How many times have you heard me say this? I don’t know. If it bothers you that your pastor says he doesn’t know a lot, go find a church with a pastor who never says that. We’ll see you and him on the news when your cult is exposed.
I don’t know why blood must be spilled, but the writer of Hebrews writes…
Hebrews 9:22 (ESV) — 22 Indeed, under the law almost everything is purified with blood, and without the shedding of blood there is no forgiveness of sins.
Evidently, sin is so serious, such an offense to God, the spilling of blood is the only thing that can atone for it. The writer of Hebrews writes in that same chapter…
Hebrews 9:12–15 (CEV) — 12 … Christ went once for all into the most holy place and freed us from sin forever. He did this by offering his own blood instead of the blood of goats and bulls. 13 According to the Law of Moses, those people who become unclean are not fit to worship God. Yet they will be considered clean, if they are sprinkled with the blood of goats and bulls and with the ashes of a sacrificed calf. 14 But Christ was sinless, and he offered himself as an eternal and spiritual sacrifice to God. That’s why his blood is much more powerful and makes our consciences clear. Now we can serve the living God and no longer do things that lead to death. 15 Christ died to rescue those who had sinned and broken the old agreement. Now he brings his chosen ones a new agreement with its guarantee of God’s eternal blessings!
Conclusion: If you and I had been around in Jesus’s day, living in Jerusalem or nearby, we would have heard of him. We might have even been his followers. Or we might have been his enemies (like the Pharisees and Sadducees).
But no matter who we might have been back then or what we thought of Jesus, when we saw him suffer and die on that cross we would have considered it the end-of-the-line for him and his ministry, his kingdom, his message.

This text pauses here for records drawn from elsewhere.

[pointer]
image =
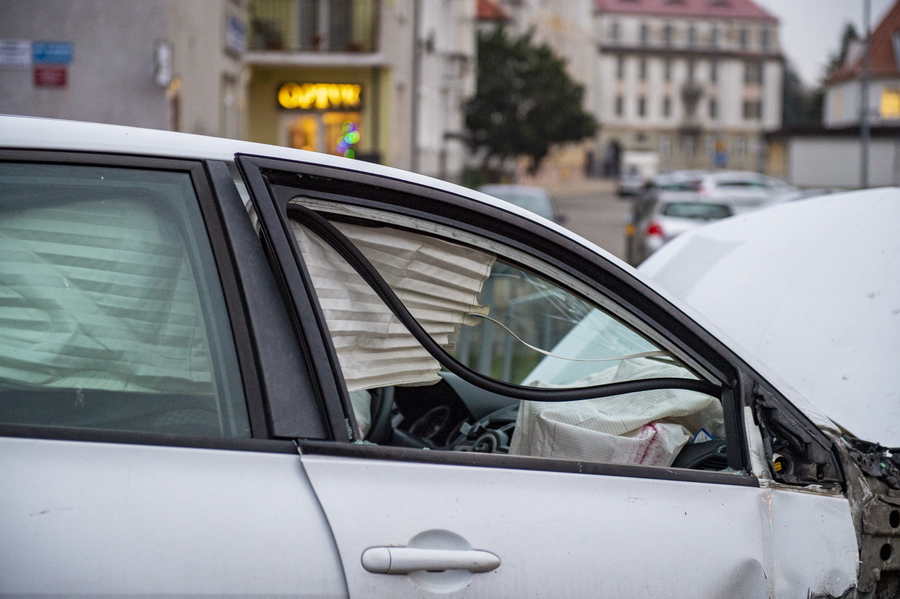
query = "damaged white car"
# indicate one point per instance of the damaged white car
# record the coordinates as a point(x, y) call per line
point(238, 370)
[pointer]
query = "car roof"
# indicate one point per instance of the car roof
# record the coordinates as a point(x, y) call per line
point(811, 289)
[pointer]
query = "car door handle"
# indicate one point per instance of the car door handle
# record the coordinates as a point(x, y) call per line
point(403, 560)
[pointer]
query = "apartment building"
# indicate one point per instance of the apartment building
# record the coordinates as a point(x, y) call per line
point(696, 81)
point(162, 64)
point(381, 81)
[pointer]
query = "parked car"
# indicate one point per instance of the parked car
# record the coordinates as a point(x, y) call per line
point(244, 370)
point(631, 183)
point(743, 190)
point(530, 197)
point(643, 232)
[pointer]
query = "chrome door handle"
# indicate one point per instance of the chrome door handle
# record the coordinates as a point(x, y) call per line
point(403, 560)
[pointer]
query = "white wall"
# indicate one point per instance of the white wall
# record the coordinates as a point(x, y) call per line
point(835, 162)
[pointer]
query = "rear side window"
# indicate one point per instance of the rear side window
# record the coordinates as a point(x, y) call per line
point(111, 311)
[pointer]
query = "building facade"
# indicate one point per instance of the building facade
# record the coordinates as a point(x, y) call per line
point(697, 82)
point(162, 64)
point(843, 87)
point(381, 81)
point(832, 154)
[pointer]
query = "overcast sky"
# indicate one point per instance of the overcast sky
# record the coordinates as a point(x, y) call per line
point(811, 29)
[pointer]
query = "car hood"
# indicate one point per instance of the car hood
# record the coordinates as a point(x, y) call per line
point(812, 289)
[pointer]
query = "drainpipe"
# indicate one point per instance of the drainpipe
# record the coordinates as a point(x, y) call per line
point(864, 132)
point(416, 82)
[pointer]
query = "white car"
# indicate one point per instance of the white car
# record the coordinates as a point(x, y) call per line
point(743, 190)
point(230, 369)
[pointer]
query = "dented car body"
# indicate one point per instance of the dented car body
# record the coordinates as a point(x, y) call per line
point(234, 369)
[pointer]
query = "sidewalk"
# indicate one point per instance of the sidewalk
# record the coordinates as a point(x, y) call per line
point(582, 187)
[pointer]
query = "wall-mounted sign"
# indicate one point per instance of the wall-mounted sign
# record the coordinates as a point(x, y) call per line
point(51, 52)
point(16, 53)
point(50, 76)
point(322, 96)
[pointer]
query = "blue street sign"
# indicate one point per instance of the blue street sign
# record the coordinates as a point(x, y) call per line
point(51, 52)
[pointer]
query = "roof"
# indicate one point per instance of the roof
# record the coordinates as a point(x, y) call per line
point(488, 10)
point(882, 59)
point(831, 332)
point(707, 9)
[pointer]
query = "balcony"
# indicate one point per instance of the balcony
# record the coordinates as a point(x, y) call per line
point(313, 31)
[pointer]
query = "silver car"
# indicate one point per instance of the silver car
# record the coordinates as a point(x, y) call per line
point(231, 369)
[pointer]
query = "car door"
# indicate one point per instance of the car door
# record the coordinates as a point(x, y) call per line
point(455, 507)
point(135, 454)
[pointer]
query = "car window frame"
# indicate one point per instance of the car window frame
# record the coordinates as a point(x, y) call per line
point(221, 250)
point(531, 237)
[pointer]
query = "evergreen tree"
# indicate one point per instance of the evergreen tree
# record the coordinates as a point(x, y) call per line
point(524, 103)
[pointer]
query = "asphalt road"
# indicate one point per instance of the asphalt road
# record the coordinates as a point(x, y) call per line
point(592, 209)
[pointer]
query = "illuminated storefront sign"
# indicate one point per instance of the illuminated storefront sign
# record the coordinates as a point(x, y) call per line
point(322, 96)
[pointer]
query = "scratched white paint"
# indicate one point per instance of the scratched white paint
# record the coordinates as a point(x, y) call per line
point(811, 288)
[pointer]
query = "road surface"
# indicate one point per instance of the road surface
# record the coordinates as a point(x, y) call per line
point(592, 209)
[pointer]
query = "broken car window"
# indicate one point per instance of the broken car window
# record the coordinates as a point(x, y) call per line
point(512, 325)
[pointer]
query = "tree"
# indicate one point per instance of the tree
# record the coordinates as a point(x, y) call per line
point(848, 37)
point(800, 106)
point(524, 102)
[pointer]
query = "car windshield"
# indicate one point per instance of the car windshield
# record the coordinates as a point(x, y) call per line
point(696, 210)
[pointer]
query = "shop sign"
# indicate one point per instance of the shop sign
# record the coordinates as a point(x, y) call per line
point(322, 96)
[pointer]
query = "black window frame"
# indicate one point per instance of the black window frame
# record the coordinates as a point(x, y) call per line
point(266, 179)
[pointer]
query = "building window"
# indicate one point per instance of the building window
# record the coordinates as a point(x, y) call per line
point(890, 104)
point(752, 109)
point(665, 146)
point(752, 73)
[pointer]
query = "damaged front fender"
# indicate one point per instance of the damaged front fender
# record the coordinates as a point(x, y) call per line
point(873, 489)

The disciples would have been crushed, thinking he wasn’t who they thought he was (but just for three days).
The Pharisees and Sadducees would have been elated, thinking the troublemaker from Nazareth had finally got his due and had been exposed as a fraud.
The devil himself would have been prancing around like a prairie chicken thinking he had defeated the Son of God.
But the cross was a divinely ordained event. What God wills to happen, happens. If a divinely ordained event occurs (as they all do), then who is really the victor? Who wins? Jesus. We are going to see how the cross blew the devil that death blow and destroyed all his works.
In God’s End Game everybody and everything, even the devil, is just a pawn in His chess game.